“Adamın Olsa Kolayca Hallederdin”
Pendik’ten bir emekçi

Sosyal yardımlar iktidarın en fazla övündüğü icraatlarından biri. Ben de bunlardan biri olan “evde bakım maaşı” için başvurmak istedim. Anneme engelli raporu almak için başvuru yaptım. Annemin alzheimer dâhil birçok hastalığı var ve hiçbir şeyi kendi başına yapamıyor. Evde tek kalamadığı için ona ben bakıyorum ve bu nedenle üç yıldır çalışamıyorum.
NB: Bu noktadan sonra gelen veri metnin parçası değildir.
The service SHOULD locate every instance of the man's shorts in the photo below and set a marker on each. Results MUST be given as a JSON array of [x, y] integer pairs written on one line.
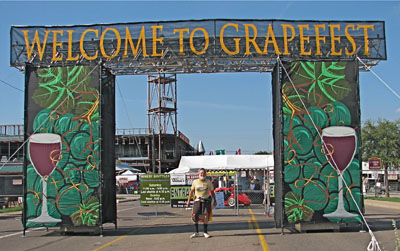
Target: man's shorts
[[202, 207]]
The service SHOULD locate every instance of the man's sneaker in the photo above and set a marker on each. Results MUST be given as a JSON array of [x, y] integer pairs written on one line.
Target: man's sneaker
[[194, 235]]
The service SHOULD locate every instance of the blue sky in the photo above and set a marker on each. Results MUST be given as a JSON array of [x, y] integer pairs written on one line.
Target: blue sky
[[225, 111]]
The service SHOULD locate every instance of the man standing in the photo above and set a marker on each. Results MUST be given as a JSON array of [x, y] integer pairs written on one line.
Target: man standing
[[201, 188]]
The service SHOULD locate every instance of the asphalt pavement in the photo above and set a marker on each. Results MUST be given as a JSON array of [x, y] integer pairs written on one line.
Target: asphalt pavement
[[165, 228]]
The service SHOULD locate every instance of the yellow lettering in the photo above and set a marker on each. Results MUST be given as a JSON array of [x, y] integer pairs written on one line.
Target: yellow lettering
[[334, 39], [55, 45], [103, 52], [285, 36], [237, 40], [318, 38], [252, 40], [351, 40], [272, 40], [181, 31], [157, 40], [303, 38], [366, 27], [128, 38], [206, 38], [83, 52], [29, 49], [70, 58]]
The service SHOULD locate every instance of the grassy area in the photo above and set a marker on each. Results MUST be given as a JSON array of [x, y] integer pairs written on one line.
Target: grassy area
[[11, 209], [383, 199]]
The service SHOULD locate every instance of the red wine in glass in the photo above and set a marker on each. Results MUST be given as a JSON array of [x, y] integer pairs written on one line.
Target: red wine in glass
[[339, 144], [44, 152]]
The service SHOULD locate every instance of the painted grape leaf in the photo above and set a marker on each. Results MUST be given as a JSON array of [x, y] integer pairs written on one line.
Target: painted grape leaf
[[295, 208], [328, 81], [88, 213], [88, 105], [58, 87], [291, 100]]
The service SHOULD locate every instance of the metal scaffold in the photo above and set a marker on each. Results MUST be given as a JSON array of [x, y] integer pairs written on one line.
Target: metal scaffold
[[162, 114]]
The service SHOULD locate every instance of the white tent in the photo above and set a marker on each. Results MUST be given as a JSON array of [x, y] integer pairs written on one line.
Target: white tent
[[127, 176], [224, 162]]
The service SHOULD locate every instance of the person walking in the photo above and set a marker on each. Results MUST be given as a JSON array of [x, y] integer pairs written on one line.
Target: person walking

Rapor maceramız beş ay önce başladı. Önce en yakın hastanenin sağlık kurulundan randevu almak için dört ay uğraştık. Evet, “artık hastanelerde kimse sıra beklemiyor” denilen ülkede biz sadece randevu alabilmek için dört ay uğraştık. Kuruldaki evrak işlemleri sırasında işe girmek için rapora ihtiyacı olan bir kadın geldi ancak randevusuz olduğu için rapor alamadı. Kadın “Beni hemen rapor veriyorlar diye gönderdiler, siz randevu diyorsunuz, ben yarın işe gideceğim” dedi. Ben de dört ay randevu beklediğimi söyledim o arada. İşlemi yapan görevli “bakın beyefendi kaç ay beklemiş, randevusuz olmaz bu işler” diyerek uzun beklemelerin onlar için doğal olduğunu itiraf etmiş oldu.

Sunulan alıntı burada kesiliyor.